This article originally appeared in The New York Times as part of the “Room for Debate” series.
Hosting presidential campaign debates on college campuses provides a unique opportunity for the youngest voters to see democracy up close. At a time when youth voter turnout is at an all-time low, candidates should be spending more time on college campuses, to bring both civic excitement as well as a modest economic boost to areas of America outside of the capital.
Having been closely involved with three such debates — a 1992 presidential debate at the University of Richmond, where I served as a vice president, and vice presidential debates in 2000 and 2012 at Centre College, where I am president — I can tell you first-hand how exciting it is for students to be so involved in the election.

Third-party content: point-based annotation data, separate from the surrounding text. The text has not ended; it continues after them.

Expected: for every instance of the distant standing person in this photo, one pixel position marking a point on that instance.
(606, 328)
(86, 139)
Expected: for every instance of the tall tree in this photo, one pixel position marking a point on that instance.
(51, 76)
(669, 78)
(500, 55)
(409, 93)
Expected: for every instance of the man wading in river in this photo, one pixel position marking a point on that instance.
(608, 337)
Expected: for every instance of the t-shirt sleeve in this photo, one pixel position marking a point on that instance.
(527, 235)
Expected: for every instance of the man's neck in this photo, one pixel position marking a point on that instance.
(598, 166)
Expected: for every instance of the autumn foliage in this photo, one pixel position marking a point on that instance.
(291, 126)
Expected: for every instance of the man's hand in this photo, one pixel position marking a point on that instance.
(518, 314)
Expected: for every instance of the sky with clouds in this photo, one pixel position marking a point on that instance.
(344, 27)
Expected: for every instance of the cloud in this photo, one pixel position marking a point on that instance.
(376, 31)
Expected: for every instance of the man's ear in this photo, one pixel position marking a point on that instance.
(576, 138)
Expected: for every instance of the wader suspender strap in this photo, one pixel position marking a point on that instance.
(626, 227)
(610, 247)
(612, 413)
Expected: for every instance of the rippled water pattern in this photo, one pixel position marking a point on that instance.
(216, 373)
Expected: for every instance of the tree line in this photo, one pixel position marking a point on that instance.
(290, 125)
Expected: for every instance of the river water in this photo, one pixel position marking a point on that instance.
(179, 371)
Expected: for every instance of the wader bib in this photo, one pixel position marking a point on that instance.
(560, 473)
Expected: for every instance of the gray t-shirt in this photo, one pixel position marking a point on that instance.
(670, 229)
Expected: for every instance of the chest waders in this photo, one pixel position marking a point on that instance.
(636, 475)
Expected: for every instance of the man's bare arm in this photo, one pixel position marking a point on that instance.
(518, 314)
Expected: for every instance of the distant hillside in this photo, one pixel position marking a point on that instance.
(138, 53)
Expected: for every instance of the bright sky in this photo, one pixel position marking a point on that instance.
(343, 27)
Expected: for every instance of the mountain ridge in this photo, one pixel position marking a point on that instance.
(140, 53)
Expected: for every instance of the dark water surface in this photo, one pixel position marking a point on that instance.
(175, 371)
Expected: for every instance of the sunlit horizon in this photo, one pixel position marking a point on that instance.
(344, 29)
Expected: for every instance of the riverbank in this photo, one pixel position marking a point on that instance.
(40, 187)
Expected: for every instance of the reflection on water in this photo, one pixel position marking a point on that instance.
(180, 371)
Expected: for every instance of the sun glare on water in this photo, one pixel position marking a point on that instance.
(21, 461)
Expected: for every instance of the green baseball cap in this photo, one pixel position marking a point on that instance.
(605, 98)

In 2012, hundreds of our students at Centre watched Joe Biden and Paul Ryan face off, but an equal number volunteered with some of the 3,200 media personnel from 40 different countries and 1,500 media organizations we hosted.
Not everyone got to work directly with Chuck Todd, Megyn Kelly, Chris Matthews or Soledad O’Brien, but experiencing the magic of “spin alley” or acting as a runner for CNN while their college was at the center of the political universe was transformative. Imagine the thrill of the students who were rehearsal stand-ins for Vice President Joe Biden, Representative Paul Ryan and the moderator, Martha Raddatz: They got to meet these immensely important individuals, and talk with them about the future of the country.
There are many theories about why millennials, supposedly a civic-minded bunch, aren’t voting. But the most compelling is that they don’t feel they have the ability to effect change in politics. One third of young people said their votes won’t “make a difference,” according to a Harvard Institute of Politics youth poll, and that mindset is a challenge the older generation must take on.
Giving students a front-row seat and participatory role in the American political process not only provides this agency, but it’s an educational experience. Some have criticized this practice, including the Annenberg Working Group on Presidential Campaign Debate Reform, which suggested that debates be held in television studios in metropolitan areas without on-site audiences, except for town-hall debates. But I say: Hold even more debates at colleges, and wake up the students who will be the future of our electorate.
This is an ongoing opportunity to teach civic participation in a hands-on way. The students might just feel empowered enough to join in.